A quelle forze politiche ed economiche che intendono perseguire i loro obiettivi con ogni mezzo. Ciò che sfugge, purtuttavia, alla loro comprensione, è la reale portata delle potenzialità e delle conseguenze che gli strumenti digitali fruibili in rete possono produrre. Basti pensare al ruolo degli influencers nel conflitto russo-ucraino e israelo-palestinese in corso. E non stiamo ancora valutando l’impatto che avranno le piattaforme di intelligenza artificiale sul piano del condizionamento psicologico-comportamentale. Qualche mese fa OpenAi ha sviluppato Replika.ai, una piattaforma in grado di realizzare una sorta di avatar che assume la forma del proprio “clone digitale”. In altri termini, è possibile interagire sul piano di confidenza e aiuto. Se parli al tuo “io digitale”, ti sfoghi e lui ti risponde, e tendi a credere che l’interlocuzione sia condotta con te stesso. In realtà questa piattaforma sta assumendo e memorizzando tutte le tue informazioni più riservate.
Proviamo infine a cercare punti in comune con l’Italia. Ce ne sono?
Ciò che assume particolare rilevanza è la dipendenza delle persone dai social. TikTok, ad esempio, ha raggiunto il miliardo e settecento milioni di utenti globali nel 2023. Può contare su 1,1 miliardi di utenti “attivi”, di cui 150 milioni negli Stati Uniti, che hanno generato nel solo primo trimestre del 2023 un fatturato di 2.475 miliardi di dollari. Anche in Italia, assistiamo a fenomeni simili.
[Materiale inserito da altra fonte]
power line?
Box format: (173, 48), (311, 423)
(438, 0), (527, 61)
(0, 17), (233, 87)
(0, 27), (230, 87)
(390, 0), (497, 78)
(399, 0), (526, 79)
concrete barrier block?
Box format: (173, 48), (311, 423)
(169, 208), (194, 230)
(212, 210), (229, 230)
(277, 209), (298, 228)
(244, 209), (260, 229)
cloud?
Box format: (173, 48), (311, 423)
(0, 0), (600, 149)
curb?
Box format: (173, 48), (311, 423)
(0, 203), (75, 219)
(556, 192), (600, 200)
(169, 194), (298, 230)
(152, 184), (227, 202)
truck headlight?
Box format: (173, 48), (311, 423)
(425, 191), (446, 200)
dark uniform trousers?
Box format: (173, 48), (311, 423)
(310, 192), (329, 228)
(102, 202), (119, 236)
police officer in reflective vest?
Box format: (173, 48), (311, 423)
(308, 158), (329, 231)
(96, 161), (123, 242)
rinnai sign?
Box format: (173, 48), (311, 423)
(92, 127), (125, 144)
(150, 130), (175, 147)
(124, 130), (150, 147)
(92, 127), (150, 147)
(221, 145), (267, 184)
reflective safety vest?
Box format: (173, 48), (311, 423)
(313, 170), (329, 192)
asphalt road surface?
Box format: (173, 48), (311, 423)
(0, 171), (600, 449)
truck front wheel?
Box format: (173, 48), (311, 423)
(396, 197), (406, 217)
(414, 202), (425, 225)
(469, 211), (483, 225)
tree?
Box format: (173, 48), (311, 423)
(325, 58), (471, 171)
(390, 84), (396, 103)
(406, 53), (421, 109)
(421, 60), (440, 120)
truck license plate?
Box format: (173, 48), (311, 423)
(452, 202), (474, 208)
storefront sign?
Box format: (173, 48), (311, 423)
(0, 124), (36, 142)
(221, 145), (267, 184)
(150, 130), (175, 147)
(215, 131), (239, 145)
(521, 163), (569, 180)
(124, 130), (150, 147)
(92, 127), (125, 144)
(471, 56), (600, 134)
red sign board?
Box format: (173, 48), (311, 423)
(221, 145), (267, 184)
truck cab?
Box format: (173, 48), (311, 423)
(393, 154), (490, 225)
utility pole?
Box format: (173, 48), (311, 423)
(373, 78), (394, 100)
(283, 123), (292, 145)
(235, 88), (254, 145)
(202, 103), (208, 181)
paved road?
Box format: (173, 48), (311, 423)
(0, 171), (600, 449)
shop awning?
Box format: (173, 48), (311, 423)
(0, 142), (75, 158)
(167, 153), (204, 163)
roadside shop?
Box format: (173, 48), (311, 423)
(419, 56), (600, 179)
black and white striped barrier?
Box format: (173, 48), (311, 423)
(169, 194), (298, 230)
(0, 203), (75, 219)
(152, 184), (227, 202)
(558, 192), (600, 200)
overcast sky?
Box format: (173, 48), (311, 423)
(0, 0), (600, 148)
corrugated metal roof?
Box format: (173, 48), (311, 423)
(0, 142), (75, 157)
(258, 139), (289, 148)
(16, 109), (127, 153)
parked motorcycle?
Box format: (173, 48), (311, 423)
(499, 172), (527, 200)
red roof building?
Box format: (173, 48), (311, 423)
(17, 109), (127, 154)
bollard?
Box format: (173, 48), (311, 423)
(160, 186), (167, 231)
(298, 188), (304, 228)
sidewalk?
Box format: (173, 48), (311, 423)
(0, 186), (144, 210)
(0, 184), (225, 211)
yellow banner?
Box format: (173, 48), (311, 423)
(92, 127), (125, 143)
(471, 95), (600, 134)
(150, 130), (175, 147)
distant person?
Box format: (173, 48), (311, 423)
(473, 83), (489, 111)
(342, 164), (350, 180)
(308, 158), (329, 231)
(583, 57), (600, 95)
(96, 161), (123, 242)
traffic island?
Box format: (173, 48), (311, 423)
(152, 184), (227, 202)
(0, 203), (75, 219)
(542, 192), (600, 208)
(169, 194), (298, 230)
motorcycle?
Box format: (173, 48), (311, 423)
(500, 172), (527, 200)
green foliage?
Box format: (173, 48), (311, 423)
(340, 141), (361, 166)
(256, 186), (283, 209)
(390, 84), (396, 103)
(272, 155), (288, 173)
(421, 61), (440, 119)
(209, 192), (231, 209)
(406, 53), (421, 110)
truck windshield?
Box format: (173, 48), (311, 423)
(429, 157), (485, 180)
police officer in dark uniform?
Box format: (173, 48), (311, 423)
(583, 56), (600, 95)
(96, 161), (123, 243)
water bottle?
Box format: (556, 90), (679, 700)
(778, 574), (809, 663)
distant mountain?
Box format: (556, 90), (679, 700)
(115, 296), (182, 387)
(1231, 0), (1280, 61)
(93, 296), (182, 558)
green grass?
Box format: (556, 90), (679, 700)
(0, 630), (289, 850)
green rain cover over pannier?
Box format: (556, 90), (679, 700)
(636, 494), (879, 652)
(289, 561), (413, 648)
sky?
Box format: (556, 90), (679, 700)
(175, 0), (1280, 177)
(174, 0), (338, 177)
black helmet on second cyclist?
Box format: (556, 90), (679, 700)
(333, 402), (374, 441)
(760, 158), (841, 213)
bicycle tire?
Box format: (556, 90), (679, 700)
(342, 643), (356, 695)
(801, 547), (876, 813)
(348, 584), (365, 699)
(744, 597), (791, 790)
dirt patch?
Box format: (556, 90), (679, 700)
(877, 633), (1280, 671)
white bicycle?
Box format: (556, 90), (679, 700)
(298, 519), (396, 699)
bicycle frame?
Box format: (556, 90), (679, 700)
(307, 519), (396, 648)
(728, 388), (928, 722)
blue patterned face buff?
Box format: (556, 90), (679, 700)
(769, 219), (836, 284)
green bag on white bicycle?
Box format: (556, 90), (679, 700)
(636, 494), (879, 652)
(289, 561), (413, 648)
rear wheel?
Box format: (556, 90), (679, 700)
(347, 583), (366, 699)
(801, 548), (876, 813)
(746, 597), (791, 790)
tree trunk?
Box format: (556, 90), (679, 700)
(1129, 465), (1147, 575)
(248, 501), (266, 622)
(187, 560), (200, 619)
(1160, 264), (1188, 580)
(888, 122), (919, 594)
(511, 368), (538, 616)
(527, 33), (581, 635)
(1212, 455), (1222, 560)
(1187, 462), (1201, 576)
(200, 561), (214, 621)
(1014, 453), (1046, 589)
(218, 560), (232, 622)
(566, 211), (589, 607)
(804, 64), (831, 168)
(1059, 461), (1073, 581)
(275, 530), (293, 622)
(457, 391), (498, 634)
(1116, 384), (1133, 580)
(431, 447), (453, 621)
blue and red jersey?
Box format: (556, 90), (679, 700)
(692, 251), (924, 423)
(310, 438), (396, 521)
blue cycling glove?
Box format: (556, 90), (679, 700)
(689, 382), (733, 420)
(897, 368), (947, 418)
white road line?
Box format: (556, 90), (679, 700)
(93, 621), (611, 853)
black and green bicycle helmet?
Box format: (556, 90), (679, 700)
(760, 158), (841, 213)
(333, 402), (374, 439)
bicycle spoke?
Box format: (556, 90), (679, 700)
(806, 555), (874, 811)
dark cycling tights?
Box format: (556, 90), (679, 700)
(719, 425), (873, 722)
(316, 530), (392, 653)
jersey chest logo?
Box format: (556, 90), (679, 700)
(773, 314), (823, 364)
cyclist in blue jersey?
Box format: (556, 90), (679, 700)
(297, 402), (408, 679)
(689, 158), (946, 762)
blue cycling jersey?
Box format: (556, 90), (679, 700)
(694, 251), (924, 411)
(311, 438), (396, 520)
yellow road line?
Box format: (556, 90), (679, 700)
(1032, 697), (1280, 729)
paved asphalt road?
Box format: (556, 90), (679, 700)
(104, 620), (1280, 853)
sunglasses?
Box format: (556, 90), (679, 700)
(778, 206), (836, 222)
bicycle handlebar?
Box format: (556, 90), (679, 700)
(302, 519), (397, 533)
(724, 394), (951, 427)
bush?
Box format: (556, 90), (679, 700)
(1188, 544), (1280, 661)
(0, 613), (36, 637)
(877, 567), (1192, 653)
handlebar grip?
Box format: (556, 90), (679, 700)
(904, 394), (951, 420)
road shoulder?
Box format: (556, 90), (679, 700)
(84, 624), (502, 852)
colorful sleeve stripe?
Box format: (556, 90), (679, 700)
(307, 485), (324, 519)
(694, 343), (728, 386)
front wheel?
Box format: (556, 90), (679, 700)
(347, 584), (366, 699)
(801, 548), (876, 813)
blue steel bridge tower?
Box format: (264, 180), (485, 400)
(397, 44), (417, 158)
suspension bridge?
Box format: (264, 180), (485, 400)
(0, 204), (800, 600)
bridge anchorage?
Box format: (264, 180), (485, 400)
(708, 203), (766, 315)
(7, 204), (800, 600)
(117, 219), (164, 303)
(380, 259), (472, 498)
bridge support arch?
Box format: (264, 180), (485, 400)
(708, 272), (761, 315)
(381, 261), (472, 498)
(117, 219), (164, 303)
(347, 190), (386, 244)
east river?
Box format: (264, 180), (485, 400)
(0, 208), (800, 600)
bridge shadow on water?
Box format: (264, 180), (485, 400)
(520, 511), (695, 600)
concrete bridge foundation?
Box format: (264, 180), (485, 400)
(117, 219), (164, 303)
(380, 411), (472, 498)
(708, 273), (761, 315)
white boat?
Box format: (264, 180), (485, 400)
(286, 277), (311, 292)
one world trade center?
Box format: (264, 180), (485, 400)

Ad esempio la proliferazione di “trapper” che raccontano il disagio sociale giovanile ma che inneggiano all’utilizzo delle armi di stupefacenti, sta assumendo toni drammatici. Principalmente a Roma e a Milano, ma anche in altre zone d’Italia, stanno crescendo in maniera esponenziale i crimini condotti da gruppi di “baby gang”, minorenni legati a trapper più o meno noti. Dobbiamo cominciare a spiegare in maniera chiara all’intera società, ed in particolare alle famiglie, cosa può provocare l’uso distorto dei media online.